X

U.N. blasts Cisco, others on China cooperation

At summit, delegates target tech companies abiding by Chinese censorship policies, call for global free-speech regulations. China: We don't censor the Internet. Really

Declan McCullagh Former Senior Writer
Declan McCullagh is the chief political correspondent for CNET. You can e-mail him or follow him on Twitter as declanm. Declan previously was a reporter for Time and the Washington bureau chief for Wired and wrote the Taking Liberties section and Other People's Money column for CBS News' Web site.
Declan McCullagh
4 min read
ATHENS, Greece--Delegates to a United Nations summit on Tuesday assailed Google, Cisco Systems, Microsoft and Yahoo for cooperating too closely with China, suggesting that new global regulations of free expression might be necessary.

The three-hour session on the second day of the summit returned to long-standing questions that have drawn the attention of human rights workers and the U.S. Congress: Are companies responsible for what customers do with their products? And is it wise to have some international organization adopting regulations governing Internet speech?

Catherine Trautmann, France's former minister of culture and a current Socialist member of the European Parliament, took issue with "market laws that are considered more important than freedom of expression."

Anriette Esterhuysen, executive director of the left-leaning Association for Progressive Communications, said it is time to "begin to create an international policy and principle framework that stops that from happening." (Such a law already has been proposed in the U.S. Congress.)

But a Cisco executive said the company had not customized any of its routers, which can be configured to block certain Internet addresses, for the Chinese government. "It's the same equipment that we sell in every country around the world in which we sell equipment," said Art Reilly, Cisco's senior director for strategic technology policy. "There is no differentiation."

The heated discussion at the United Nations' Internet Governance Forum--punctuated by claims from the Chinese government that no Net censorship takes place--did more than merely highlight how much at odds technology companies are with their antagonists. It also revealed a continuing disagreement about whether the United Nations or a similar body should set global rules for free speech online.
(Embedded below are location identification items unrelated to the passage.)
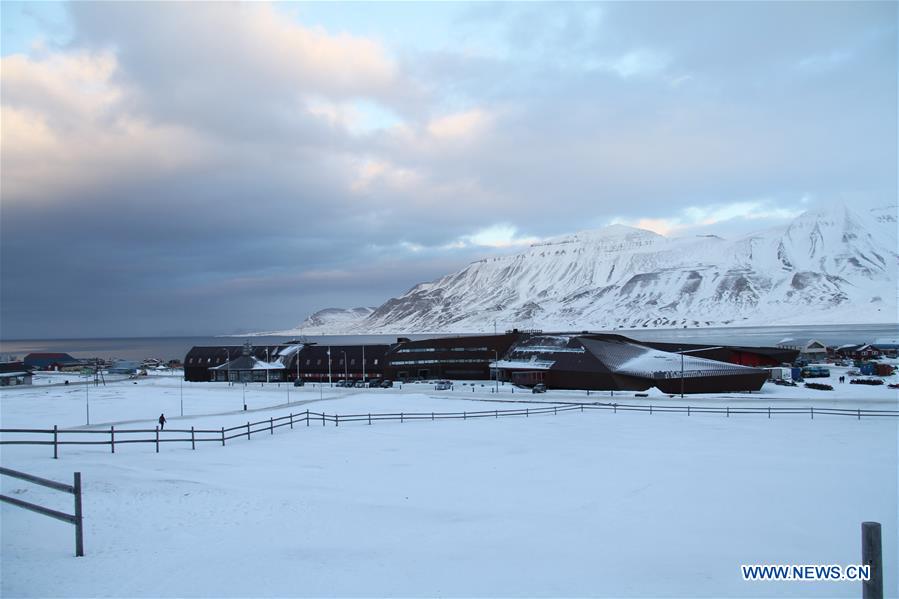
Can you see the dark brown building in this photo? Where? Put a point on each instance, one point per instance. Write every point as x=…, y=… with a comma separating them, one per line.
x=467, y=358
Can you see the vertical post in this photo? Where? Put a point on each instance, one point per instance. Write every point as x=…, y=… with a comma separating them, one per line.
x=79, y=521
x=872, y=556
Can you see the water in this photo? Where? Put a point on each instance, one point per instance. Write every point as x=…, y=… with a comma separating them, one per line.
x=167, y=348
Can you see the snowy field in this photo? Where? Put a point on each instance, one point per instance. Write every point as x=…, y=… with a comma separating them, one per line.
x=578, y=504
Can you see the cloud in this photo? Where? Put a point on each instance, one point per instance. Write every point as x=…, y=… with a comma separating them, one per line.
x=264, y=166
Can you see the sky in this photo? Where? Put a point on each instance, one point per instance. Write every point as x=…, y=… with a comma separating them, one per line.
x=209, y=168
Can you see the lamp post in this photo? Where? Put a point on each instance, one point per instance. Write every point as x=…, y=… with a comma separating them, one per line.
x=87, y=401
x=496, y=368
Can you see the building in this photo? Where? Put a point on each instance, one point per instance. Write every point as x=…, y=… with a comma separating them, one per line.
x=14, y=373
x=814, y=352
x=286, y=362
x=447, y=357
x=617, y=363
x=50, y=361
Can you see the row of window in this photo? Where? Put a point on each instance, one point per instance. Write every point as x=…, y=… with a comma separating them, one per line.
x=415, y=350
x=340, y=362
x=455, y=361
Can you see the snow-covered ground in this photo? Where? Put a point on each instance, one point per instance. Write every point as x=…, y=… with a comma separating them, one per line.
x=592, y=504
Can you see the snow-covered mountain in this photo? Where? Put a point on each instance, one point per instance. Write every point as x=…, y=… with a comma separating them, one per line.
x=834, y=266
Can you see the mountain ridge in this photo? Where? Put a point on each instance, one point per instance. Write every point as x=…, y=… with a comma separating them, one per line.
x=825, y=266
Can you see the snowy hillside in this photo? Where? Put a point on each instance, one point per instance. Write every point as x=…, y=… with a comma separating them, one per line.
x=825, y=267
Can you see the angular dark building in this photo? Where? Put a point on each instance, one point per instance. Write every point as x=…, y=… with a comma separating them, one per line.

Paschal Mooney, an Irish politician and delegate to the Council of Europe, called for a global ban on Internet hate speech, meaning remarks that are designed to insult or offend a certain group of people. (In the United States, any such ban would have to comply with the First Amendment's protections of freedom of speech.)

"You would defend free speech unambiguously?" Mooney asked. "Are we to (abandon) all of the case law and all of the experiences we've had over the last 50 years?" The Council of Europe has prepared a treaty that would criminalize "racist or xenophobic acts using computer networks."

Theodoros Roussopoulos, Greece's minister of state for communication policy, said "we have a problem with bloggers who spread lies." (A Greek blogger was reportedly arrested last week for linking to libelous material, but Roussopoulos said he was not familiar with the case.)

Television and newspapers are "governed by a certain code of ethics," Roussopoulos said. "On the Internet, however, if I become a source of information and write anything I want against anybody I want, it's an attack. It's not criticism in the good sense. It is, in fact, libel."

Badly outnumbered
The two representatives of technology companies--Cisco and Microsoft--which were participants in Tuesday's session were badly outnumbered and left on the defensive.

"I don't think that I would accept the accusation that we are colluding," said Fred Tipson, Microsoft's senior-policy counsel. He said "the condition of doing business in a country is to abide by the law in the country."

Vint Cerf, a Google vice president who spoke from the audience, noted that his employer chose not to locate servers for its blogging and e-mail services in China. That lets Google, at least for now, avoid the problem that Yahoo experienced--police seizing information in order to identify and imprison journalists or democracy activists.

"The reason we did not do that is that we did not want to have materials on our servers that the Chinese government could ask us (to), or insist that we, reveal in order to identify individual parties," Cerf said. "So we chose deliberately not to offer certain services in order to protect the interests of the Chinese people."

Jamie Love, director of the Ralph Nader-founded Consumer Project on Technology, said, "I think there's sort of a deep hypocrisy of surprise when these instruments of surveillance are used (by governments). People are shocked when people sell those things as products, and people actually use them in ways that are just completely predictable."

It's hardly clear how international rules governing freedom of speech would work: Would Cisco be barred from selling routers that can block certain Internet addresses, a useful antispam feature? Would the International Telecommunication Union, a U.N. agency, become deeply involved in Internet governance, which was suggested on Monday? (Even on child pornography, different nations have different rules: the U.S. definition covers minors under 18 years old, but Germany's limit is 14 years old.)

A representative of the Iranian government warned on Tuesday against sacrificing security by allowing too much free speech online. A global consensus means first solving "the problems of different understanding of meaning and different application of that meaning, according to the different law of different countries," he said.